“Well, so are you!” retorted Dick, resenting the statement as if it were an implication of guilt.

“If you can’t get milk, water must do,” answered Tom, taking the loaf from his brother’s hand and carefully breaking off a portion of it, to moisten it under the spigot.

The others watched him with keen interest, and Harry inquired:

“Do you s’pose I could have just a little bit, Tom?”

“No, I don’t s’pose anything like it. You aren’t a baby, are you? Only babies eat when ’tisn’t dinner time, now.”

“Once I used to eat when ’twasn’t dinner. Once I did,” answered the little boy, with something like a quiver of the lip.

“Does our father or our mother eat ’tween meals, Harry Smith?” demanded Tom, indignantly.

“No.
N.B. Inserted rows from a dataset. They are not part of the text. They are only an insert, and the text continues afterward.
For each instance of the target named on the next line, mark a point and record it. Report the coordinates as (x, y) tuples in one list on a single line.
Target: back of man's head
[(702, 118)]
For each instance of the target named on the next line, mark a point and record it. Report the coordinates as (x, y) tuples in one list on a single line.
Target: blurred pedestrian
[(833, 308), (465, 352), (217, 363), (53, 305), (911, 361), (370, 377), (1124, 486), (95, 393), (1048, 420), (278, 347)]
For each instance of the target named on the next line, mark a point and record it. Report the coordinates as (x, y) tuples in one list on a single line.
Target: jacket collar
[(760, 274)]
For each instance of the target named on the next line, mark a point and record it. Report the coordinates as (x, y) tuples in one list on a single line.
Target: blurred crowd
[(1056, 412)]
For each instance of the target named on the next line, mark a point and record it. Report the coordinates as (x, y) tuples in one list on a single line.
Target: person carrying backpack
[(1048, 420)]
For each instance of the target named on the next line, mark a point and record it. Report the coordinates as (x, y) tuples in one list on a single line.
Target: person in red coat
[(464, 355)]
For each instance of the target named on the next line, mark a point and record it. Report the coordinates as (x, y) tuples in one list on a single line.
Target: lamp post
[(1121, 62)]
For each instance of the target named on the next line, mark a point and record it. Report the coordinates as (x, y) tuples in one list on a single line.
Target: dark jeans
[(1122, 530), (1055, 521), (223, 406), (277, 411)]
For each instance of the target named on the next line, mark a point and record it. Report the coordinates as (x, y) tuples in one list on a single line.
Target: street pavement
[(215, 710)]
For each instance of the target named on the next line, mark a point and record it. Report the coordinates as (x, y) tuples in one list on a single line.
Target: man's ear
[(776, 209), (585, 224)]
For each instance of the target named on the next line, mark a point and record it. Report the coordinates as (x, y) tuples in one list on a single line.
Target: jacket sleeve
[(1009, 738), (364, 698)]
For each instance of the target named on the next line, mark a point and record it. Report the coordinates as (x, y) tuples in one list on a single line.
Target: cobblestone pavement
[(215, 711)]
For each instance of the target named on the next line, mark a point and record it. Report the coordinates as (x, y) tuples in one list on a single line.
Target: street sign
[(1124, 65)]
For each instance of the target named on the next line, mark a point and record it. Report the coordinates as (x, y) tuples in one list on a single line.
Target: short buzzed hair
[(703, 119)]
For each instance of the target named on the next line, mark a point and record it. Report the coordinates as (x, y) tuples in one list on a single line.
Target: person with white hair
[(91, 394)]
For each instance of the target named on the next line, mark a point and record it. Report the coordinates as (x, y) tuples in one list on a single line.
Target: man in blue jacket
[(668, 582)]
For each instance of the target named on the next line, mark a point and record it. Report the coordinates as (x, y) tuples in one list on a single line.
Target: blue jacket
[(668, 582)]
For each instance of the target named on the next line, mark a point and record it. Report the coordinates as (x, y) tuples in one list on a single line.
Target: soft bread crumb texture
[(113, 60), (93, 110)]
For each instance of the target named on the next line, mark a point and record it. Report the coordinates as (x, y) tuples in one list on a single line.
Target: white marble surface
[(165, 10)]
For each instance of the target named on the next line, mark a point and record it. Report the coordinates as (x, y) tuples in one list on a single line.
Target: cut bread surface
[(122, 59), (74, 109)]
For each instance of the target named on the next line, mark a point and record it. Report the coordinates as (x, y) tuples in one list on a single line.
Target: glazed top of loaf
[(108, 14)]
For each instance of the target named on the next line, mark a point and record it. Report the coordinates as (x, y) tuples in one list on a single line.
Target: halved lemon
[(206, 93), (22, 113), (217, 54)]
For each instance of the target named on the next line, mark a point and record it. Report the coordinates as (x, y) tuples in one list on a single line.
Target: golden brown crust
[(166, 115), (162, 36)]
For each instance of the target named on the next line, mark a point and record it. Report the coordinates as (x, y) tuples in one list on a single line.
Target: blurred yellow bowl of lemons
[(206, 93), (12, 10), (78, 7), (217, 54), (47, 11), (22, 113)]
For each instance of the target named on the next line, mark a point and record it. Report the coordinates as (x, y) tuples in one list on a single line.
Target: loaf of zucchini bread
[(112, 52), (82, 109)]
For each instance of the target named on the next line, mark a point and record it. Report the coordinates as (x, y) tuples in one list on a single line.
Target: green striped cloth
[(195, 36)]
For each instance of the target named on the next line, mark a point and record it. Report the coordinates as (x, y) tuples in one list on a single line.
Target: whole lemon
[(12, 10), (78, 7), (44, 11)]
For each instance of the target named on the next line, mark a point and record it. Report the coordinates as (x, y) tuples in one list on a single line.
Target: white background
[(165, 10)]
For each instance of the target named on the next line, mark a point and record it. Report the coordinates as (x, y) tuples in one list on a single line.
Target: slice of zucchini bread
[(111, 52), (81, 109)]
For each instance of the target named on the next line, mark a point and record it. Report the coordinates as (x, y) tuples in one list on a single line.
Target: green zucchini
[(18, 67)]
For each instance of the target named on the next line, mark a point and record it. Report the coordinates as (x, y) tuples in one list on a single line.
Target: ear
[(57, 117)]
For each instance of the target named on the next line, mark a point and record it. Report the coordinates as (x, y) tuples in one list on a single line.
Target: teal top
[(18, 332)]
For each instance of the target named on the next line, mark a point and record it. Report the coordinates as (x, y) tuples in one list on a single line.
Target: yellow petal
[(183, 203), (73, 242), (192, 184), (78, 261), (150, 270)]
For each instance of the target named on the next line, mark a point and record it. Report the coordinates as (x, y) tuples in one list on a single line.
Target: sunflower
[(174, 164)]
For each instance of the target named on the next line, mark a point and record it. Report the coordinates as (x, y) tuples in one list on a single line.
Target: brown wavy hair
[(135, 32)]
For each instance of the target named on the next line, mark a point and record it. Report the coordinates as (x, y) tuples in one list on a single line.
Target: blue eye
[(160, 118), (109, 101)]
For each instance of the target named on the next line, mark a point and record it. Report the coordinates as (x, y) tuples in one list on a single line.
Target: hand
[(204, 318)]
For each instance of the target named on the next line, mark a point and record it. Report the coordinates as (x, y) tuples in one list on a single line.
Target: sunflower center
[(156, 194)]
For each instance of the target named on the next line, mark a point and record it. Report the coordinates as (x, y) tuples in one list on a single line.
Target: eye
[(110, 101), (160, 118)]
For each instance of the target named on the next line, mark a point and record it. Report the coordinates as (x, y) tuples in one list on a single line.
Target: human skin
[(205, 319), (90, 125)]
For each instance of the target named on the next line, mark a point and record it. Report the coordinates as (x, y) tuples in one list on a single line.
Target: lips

Come on. If we can’t have bread let’s play hop-toad.”

“All right. After I’ve set Penelope up against the wall so’s we shan’t knock her over,” answered the brother.

The little maid was soon propped securely across an angle of the whitewashed wall, with a chair before her to keep her from creeping forward into danger, and the small triplets were soon leaping over one another’s backs, around and around the room. Fortunately, there was little furniture to obstruct their movements and therefore little danger of hurting themselves; and though the exercise tended to increase their always-present hunger, that was nothing new.